Since then, women religious in three different areas of the United States have organized three forums on silencing, the third to be held in Albuquerque, N.M., on May 18. The first was held Oct. 28 in New York; the second April 28 in Denver.

Gramick, who spoke at the first two, intends to address the Albuquerque session. Its sponsors are a local group of Franciscan Sisters of Rochester, Minn., the Center for Action and Contemplation, Call to Action of New Mexico, and Border-Women’s Group, El Paso, Texas.

The New York forum came about because Blauvelt, N.Y., Dominican Sr. Arlene Flaherty, the forum’s organizer, was preparing for a meeting of Dominican justice promoters when she read an article on Gramick’s silencing.
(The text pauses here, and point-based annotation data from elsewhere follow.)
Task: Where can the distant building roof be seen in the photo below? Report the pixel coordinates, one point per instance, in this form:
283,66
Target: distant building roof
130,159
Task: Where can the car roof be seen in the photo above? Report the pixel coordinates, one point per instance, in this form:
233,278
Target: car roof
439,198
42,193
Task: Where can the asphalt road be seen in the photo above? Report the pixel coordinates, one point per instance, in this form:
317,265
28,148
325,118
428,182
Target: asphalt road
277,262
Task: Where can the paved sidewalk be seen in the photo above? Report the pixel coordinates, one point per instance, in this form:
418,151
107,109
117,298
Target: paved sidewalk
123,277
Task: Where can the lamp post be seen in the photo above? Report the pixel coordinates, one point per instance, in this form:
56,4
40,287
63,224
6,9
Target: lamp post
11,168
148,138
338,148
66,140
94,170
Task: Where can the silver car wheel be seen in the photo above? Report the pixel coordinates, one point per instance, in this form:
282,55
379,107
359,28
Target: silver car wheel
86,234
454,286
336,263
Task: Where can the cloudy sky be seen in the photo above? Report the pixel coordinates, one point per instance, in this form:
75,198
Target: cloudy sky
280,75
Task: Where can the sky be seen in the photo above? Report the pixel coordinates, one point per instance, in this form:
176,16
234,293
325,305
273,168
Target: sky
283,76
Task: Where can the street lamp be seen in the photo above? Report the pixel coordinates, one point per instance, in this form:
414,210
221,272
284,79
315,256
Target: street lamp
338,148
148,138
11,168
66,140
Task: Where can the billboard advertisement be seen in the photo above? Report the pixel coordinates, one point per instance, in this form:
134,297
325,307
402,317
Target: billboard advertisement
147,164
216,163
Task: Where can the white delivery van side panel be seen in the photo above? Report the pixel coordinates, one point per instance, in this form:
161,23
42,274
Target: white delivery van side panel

Flaherty said she was “horrified” that Gramick had been silenced for “embracing her right as a Catholic Christian to honor her conscience,” as well as by the lack of due process in the Vatican’s dealings with Gramick and Nugent, and particularly by the fact “that the church appeared to be using Gramick’s relationship with her religious congregation as a wedge” to discipline her.

Said Flaherty, “That made many of us, deeply committed to religious life and struggling to live it within the church, feel extremely vulnerable about the sacredness of our relationship to our religious communities in whose hands we make our vows.

“And we were deeply concerned, too,” she continued, “about the homophobia I feel is a subtext to all this, and the fact that (Gramick’s and Nugent’s) silencing was yet another message to our brothers and sisters who are gay and lesbian and bisexual that we are not honoring their God-given sexuality in our ministry.”

More than 90 men and women religious and laymen and women, straight and gay, attended the ritual and presentation in Union Theological Seminary chapel.

The forum issued a detailed public statement, “We Affirm, We Resist, We Insist” (published in NCR, Dec. 8).

Loretto Sr. Anna Koop, organizer of the Denver forum, held at the Iliff School of Theology, described the forum as “reasoned and gentle.” Loretto Sr. Elaine Prevallet told the 90-plus people present that “I speak as a reasonably well-informed person in the pew for whom faith is not a matter of accepting truths but rather an ongoing, open-ended process of deepening my own relationship to life.”

Prevallet added: “We’re faced with the age-old tension between priests and prophets among the people of God, of the ambivalence of the official status of religious communities and the larger question: How does the church discern the authenticity of its prophets?”

The first two forums answered that question ritually by opening with a representation of Christians who have been silenced. They included such historic luminaries as Galileo, Joan of Arc and Pierre Teilhard de Chardin.

“When teaching comes from a structure that is inherently exclusive,” Prevallet said, “and proposes to control the thinking of intelligent men and women, and holds both this exclusive structure and its pronouncements to be a matter of faith under the aegis of divine revelation, then the church does not lend itself to intelligent scrutiny.”

Gramick, in an interview before the Albuquerque meeting, told NCR that her own research into church teaching on freedom of expression shows that silencing is not considered “an appropriate technique” in dealing with controversial issues.

Her favored quotation is from the 1971 Synod of Bishops’ document Justice in the World, which declares, she said, that “the church recognizes everyone’s right to suitable freedom of expression, and this includes the right of everyone to be heard in a spirit of dialogue which preserves a legitimate diversity within the church.” Gramick said, “people question the reasonableness of the technique of silencing in this day and age.”

The titles of the three gatherings subtly pose the same question.

The New York session was “Speaking of Silence: A Forum.” Denver’s was called, “Silencing: the Conversation Continues.” And in Albuquerque it was “Silencing in the Catholic Church: Necessary or Counter-Productive?”